After 21 days, Israel declares end to fighting: The National Security Cabinet voted Saturday evening to end the military operation in the Gaza Strip. Seven ministers supported the decision, two others objected, and one abstained.
In a statement following the vote, Prime Minister Ehud Olmert said Israel fully achieved the operation's objectives, adding that the IDF will end its military operations at 2 am Sunday.
The prime minister noted that Hamas sustained hard blows during the operation, adding that the group is an offshoot of Iran.
"Iran, with its weapons smuggling, attempted to do with Hamas what it did with Hizbullah in Lebanon," he said. "This is not a ceasefire with Hamas. These are understanding with elements in the international community which Hamas, as an illegitimate entity, has no place to be involved in."
However, a Hamas representative said the group will continue to fight as long as Israeli soldiers remain in the Strip.
"If the Israeli military continues its existence in the Gaza Strip, that is a wide door for the resistance against the occupation forces," Hamas representative in Lebanon Osama Hamada told al-Jazeera television.
In his statement, PM Olmert said that for the time being the IDF would not be withdrawing from Gaza.
"These understandings do not guarantee a cessation of Hamas' rocket attacks on Israeli civilians. If they stop, we too shall stop. If not, IDF soldiers will hit back," he said.
Turning his attention to IDF captive Gilad Shalit, Olmert said: "The Israeli government is working in many ways to bring Gilad Shalit home and, during the days of the operation, we did many things that brought us closer to this goal, upon which I will not elaborate."
"Gilad is at the top of our list of priorities," the PM said.
Bar-On, Yishai object
Despite the decision, some ministers – and particularly Finance Minister Ronnie Bar-On, who clashed with Olmert – presented their reservations over the ongoing rocket fire and Gilad Shalit's release.
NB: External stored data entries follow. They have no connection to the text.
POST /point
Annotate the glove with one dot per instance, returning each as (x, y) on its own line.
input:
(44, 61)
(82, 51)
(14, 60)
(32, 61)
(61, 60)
Both Bar-On and Shas leader Eli Yishai voted against the decision, while Rafi Eitan of the Pensioners' Party abstained.
Cabinet members arrived at the Prime Minister's Office in Tel Aviv Saturday evening where they met with top security officials, including Army Chief Gabi Ashkenazi, IDF Intelligence Chief Amos Yadlin, Shin Bet Director Yuval Diskin, and Mossad Chief Meir Dagan.
PM Olmert led the call to examine a unilateral ceasefire. He was supported by Foreign Minister Tzipi Livni and Defense Minister Ehud Barak. Livni believes that there is no reason not to end the fighting, as the current operation is merely one round in the conflict and more rounds are expected vis-à-vis radical Islamic terrorists.
The foreign minister, who has led international agreements with the US and European countries aimed at ending Hamas arms smuggling, believes a truce would be good to Israel. On Friday, Livni told Ynet that should the fire be renewed, Israel will respond harshly.
Before Saturday's cabinet session, most Labor and Kadima cabinet ministers said they would endorse a truce and believe that international pressure and fears of a Gaza entanglement should prompt a unilateral ceasefire declaration.
During the cabinet meeting, hundreds of protesters outside the PM's Office in Tel Aviv are urging the government to secure Gilad Shalit's release before the Gaza operation ends.